Séamie Nugent would go down to the school at lunchtime and coach. Three local schools became feeders for the club and the area around Garrycastle started to grow as Athlone expanded through new housing developments. An area which had needed a focal point in order to make a community out of itself suddenly had the unifying form of a thriving GAA club.
The greatest act of wisdom of the club’s founders, however, was recognising the influx of people and energy and stepping back and permitting others to drive on with their creation.
“The success,” says Felim, “came with the second wave. We did the John the Baptist work at the beginning and then the like of us settled into the background. Those who came afterwards, they were the people who created the current success out of what was there.
Men like Dermot Ryan, he came in and brought such energy to the club. Michael Lydon, a player from Galway, came to teach in Cornamaddy. He had a huge impact. There was good continuity between the old and the new, though. We knew when to stand aside. Dan Hogan’s son Roddy was chairman after.”
Nugent acknowledges the change the expanding population brought to the nascent club.
“Look at us now. We have our own pitch, a clubhouse, a stand, floodlights. We started from nothing and look where we have got to. We are in a Leinster final. We were very lucky with some of the people at the beginning and we were lucky with the next wave of people who came in.”
Success means the usual. Debt and all that goes with it. The endless running of the club lotto in Dan’s Tavern every Monday night. Race nights and raffles. Running just to stand still a lot of the time.

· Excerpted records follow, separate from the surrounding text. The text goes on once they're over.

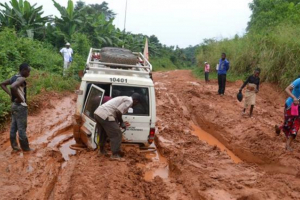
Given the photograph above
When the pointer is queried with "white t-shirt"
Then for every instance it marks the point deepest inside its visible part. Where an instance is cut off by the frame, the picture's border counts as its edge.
(67, 53)
(118, 104)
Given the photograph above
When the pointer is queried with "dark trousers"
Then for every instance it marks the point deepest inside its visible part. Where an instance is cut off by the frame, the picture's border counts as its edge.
(206, 76)
(111, 130)
(222, 83)
(19, 124)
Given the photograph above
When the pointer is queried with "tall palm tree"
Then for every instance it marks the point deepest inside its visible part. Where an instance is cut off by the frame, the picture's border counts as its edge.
(24, 17)
(69, 21)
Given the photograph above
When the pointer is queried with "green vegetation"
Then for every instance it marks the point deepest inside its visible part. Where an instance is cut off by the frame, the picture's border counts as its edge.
(271, 43)
(28, 36)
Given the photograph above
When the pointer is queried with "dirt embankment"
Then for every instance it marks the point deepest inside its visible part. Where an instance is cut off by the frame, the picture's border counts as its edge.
(255, 167)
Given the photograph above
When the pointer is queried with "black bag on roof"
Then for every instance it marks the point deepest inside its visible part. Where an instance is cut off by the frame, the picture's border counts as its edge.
(239, 96)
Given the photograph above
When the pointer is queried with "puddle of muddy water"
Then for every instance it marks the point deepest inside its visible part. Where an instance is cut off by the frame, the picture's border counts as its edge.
(65, 149)
(158, 167)
(211, 140)
(162, 170)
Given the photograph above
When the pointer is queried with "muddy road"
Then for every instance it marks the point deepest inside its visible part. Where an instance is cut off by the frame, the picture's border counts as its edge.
(206, 150)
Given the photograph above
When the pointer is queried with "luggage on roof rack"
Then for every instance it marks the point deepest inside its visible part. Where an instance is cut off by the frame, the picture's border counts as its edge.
(118, 60)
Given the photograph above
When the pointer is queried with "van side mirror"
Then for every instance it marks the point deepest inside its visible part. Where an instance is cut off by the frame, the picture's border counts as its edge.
(80, 73)
(130, 110)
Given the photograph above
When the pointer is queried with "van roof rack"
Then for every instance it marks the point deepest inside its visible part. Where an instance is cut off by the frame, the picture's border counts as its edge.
(142, 68)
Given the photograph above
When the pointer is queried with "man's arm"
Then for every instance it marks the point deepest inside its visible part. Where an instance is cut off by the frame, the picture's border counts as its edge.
(4, 86)
(14, 89)
(245, 83)
(227, 67)
(119, 117)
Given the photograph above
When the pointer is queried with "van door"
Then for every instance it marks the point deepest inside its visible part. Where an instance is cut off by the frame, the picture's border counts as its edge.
(94, 99)
(139, 116)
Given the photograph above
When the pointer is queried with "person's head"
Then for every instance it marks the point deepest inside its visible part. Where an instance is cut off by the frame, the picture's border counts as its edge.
(135, 98)
(68, 45)
(256, 72)
(24, 70)
(223, 56)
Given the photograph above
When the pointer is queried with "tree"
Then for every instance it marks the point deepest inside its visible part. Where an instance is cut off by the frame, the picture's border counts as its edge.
(267, 14)
(25, 18)
(69, 20)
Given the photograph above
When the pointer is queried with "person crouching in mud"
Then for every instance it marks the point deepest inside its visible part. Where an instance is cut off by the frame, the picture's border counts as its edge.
(109, 119)
(252, 84)
(291, 122)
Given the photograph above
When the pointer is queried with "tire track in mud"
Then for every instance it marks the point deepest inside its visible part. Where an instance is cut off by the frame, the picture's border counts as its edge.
(204, 171)
(189, 168)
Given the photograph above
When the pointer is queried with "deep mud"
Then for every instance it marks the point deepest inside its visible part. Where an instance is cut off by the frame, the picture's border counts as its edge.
(207, 150)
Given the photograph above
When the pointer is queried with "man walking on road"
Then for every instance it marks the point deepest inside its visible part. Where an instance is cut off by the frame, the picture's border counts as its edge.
(206, 70)
(19, 107)
(109, 119)
(67, 53)
(222, 71)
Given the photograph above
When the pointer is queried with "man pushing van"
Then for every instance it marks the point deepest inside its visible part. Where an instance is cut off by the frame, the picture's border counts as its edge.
(109, 119)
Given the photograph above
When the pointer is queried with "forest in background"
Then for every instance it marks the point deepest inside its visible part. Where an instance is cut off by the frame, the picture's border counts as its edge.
(272, 43)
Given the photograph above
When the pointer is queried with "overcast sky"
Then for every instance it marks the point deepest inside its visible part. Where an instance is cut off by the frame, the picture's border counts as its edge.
(175, 22)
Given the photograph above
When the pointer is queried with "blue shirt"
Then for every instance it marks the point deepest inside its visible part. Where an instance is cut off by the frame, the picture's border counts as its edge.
(223, 66)
(295, 92)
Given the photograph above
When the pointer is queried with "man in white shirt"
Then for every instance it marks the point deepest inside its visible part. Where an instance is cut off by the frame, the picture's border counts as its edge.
(109, 119)
(66, 53)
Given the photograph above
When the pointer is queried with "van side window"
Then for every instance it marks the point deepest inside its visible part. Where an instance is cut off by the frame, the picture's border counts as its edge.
(92, 102)
(141, 109)
(103, 86)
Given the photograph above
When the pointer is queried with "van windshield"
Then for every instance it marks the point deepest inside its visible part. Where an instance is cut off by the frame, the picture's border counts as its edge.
(142, 108)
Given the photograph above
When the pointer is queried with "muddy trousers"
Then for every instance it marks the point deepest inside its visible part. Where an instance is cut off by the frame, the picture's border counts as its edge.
(111, 129)
(222, 83)
(19, 123)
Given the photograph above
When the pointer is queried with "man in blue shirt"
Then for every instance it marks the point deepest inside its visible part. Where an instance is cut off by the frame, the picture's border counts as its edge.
(291, 122)
(222, 71)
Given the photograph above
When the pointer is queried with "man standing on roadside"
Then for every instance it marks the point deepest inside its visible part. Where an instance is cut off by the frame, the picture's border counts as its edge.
(222, 71)
(19, 107)
(67, 53)
(206, 70)
(109, 119)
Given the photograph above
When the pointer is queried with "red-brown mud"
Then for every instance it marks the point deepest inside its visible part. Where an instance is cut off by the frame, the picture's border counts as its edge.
(207, 150)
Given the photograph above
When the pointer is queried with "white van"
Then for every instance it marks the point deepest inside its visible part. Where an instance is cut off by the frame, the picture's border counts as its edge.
(104, 79)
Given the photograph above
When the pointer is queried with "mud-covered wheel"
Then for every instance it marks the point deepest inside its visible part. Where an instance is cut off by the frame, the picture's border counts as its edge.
(115, 49)
(118, 57)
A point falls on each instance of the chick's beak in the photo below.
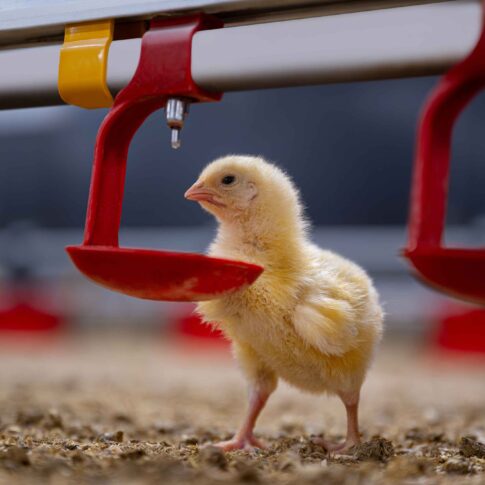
(200, 193)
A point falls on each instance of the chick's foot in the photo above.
(240, 443)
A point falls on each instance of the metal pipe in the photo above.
(378, 44)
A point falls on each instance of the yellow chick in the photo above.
(312, 318)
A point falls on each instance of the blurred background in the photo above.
(349, 147)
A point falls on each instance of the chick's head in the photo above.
(235, 187)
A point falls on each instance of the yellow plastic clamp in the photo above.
(83, 64)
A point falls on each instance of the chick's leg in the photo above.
(351, 402)
(263, 382)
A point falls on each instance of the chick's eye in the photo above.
(228, 180)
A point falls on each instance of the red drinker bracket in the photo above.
(163, 72)
(457, 271)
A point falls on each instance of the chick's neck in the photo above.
(273, 240)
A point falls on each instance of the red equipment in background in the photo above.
(460, 328)
(457, 271)
(163, 72)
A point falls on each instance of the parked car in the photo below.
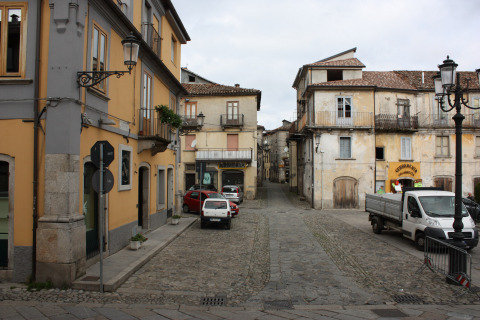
(233, 193)
(191, 201)
(473, 208)
(216, 210)
(210, 187)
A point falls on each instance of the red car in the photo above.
(191, 203)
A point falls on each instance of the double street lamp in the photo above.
(447, 83)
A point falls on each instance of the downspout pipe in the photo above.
(35, 139)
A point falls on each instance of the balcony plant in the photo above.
(136, 241)
(166, 115)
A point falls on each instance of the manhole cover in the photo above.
(407, 298)
(91, 278)
(390, 313)
(277, 304)
(213, 301)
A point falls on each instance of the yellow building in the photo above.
(227, 140)
(55, 111)
(358, 130)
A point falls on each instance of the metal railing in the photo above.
(395, 122)
(151, 126)
(448, 260)
(224, 154)
(232, 120)
(444, 120)
(332, 119)
(151, 37)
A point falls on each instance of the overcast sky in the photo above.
(261, 44)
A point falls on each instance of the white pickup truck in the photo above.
(419, 212)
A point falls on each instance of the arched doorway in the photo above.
(345, 193)
(90, 211)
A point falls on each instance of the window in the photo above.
(344, 110)
(406, 148)
(99, 53)
(232, 142)
(232, 113)
(125, 168)
(190, 142)
(345, 147)
(190, 110)
(232, 110)
(161, 191)
(334, 75)
(174, 49)
(380, 153)
(442, 144)
(12, 38)
(477, 146)
(146, 113)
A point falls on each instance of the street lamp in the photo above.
(447, 82)
(130, 56)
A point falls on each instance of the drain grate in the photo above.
(390, 313)
(277, 305)
(213, 301)
(91, 278)
(407, 298)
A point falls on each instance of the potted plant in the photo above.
(136, 241)
(176, 219)
(166, 115)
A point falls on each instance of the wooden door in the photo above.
(345, 193)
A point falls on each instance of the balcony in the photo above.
(394, 122)
(224, 155)
(153, 134)
(151, 37)
(350, 120)
(445, 121)
(191, 123)
(232, 120)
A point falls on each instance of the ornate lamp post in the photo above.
(445, 86)
(130, 55)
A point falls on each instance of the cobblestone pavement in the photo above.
(280, 260)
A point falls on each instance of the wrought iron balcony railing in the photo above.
(444, 120)
(395, 122)
(151, 126)
(224, 155)
(232, 120)
(151, 37)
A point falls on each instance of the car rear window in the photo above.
(216, 205)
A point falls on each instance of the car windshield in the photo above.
(438, 206)
(215, 205)
(215, 195)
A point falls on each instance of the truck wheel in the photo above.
(420, 241)
(377, 225)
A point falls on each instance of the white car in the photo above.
(216, 210)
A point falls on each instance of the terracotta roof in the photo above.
(353, 62)
(212, 89)
(345, 83)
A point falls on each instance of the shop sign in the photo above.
(232, 165)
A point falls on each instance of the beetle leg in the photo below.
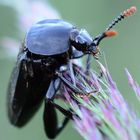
(88, 63)
(72, 87)
(50, 119)
(54, 85)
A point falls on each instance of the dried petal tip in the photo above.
(129, 11)
(111, 33)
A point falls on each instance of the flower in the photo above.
(104, 114)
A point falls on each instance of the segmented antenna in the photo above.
(124, 14)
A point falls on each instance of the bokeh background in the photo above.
(94, 15)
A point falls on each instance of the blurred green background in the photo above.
(94, 15)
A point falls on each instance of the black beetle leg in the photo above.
(50, 119)
(50, 116)
(88, 63)
(72, 87)
(54, 86)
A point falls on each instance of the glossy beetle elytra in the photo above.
(46, 51)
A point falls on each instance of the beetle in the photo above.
(48, 47)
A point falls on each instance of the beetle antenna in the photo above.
(110, 33)
(124, 14)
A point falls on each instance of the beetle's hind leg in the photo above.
(52, 129)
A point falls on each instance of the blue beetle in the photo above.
(48, 47)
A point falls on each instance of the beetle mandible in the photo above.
(47, 49)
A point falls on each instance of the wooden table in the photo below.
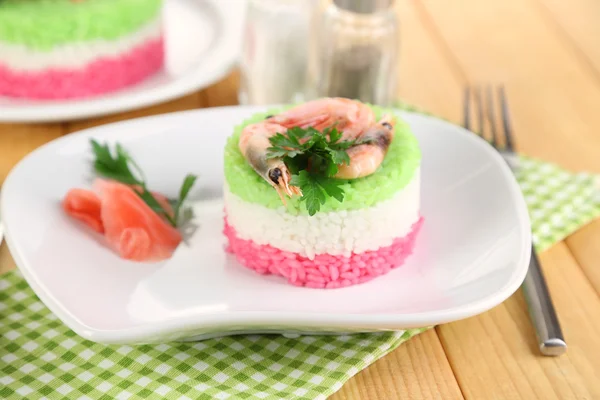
(547, 53)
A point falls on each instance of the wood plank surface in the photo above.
(547, 53)
(494, 355)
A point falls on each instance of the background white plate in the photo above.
(203, 39)
(471, 255)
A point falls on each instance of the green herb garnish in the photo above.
(117, 168)
(313, 159)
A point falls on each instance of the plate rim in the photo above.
(381, 321)
(204, 75)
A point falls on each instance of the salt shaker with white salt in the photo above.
(274, 55)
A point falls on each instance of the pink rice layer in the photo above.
(101, 76)
(324, 271)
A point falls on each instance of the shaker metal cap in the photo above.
(364, 6)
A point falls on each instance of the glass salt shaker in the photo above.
(274, 51)
(354, 51)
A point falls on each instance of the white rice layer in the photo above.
(335, 233)
(76, 55)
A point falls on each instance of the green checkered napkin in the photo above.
(41, 358)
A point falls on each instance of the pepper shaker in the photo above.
(354, 51)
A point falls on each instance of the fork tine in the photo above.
(491, 116)
(479, 105)
(506, 119)
(467, 109)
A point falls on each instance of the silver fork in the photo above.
(535, 290)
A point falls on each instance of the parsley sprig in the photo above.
(117, 167)
(313, 158)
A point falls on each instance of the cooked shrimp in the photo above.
(349, 116)
(254, 142)
(366, 158)
(353, 118)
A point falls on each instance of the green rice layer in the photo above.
(397, 170)
(43, 24)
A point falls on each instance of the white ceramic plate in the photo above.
(203, 39)
(471, 255)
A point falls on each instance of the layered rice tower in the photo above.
(60, 49)
(371, 232)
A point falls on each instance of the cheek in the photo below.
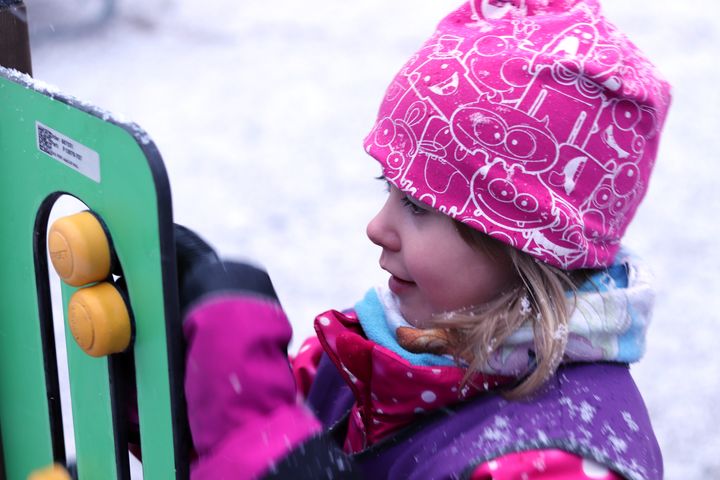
(469, 278)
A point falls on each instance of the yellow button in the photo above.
(79, 249)
(54, 472)
(99, 320)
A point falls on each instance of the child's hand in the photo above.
(202, 275)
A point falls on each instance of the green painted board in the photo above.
(51, 145)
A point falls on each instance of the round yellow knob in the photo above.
(99, 320)
(54, 472)
(79, 249)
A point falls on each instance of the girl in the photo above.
(517, 144)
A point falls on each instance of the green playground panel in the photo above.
(117, 172)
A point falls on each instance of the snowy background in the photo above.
(259, 108)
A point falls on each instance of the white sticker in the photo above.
(67, 151)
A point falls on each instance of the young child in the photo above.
(516, 144)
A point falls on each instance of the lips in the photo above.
(398, 285)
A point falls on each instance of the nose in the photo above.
(381, 230)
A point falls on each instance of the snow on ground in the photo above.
(259, 109)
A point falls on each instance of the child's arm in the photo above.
(241, 398)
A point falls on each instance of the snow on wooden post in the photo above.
(14, 38)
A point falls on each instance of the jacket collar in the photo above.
(390, 392)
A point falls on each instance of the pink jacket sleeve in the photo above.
(242, 404)
(549, 464)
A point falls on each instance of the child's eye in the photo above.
(415, 208)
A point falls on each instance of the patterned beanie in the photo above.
(534, 121)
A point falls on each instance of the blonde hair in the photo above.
(538, 296)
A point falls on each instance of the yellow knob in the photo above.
(54, 472)
(99, 320)
(79, 249)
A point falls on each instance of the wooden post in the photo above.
(14, 37)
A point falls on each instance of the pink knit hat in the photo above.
(535, 122)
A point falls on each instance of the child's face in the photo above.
(433, 270)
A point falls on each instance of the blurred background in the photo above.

But the rewards are there on the pitch. Four county titles in a decade. Garrycastle men backboning Westmeath’s underage success of recent years, Dessie Dolan’s All Star, the sight of another Garrycastle boy, David O’Shaughnessy, captaining the county to a first Leinster title half a decade ago.
And tomorrow. Garrycastle go into the Leinster final as a nettle-hardened outfit with a belief in themselves that suggests blue blood must be flowing through their own veins by now.
Against Ballyboden of Dublin in the semi-final they played possession football and took their scores with astonishing coolness.
Another milestone. The first Westmeath team to beat a Dublin side in the competition. Garrycastle, once a GAA club waiting to happen, have become a template for what the GAA can be.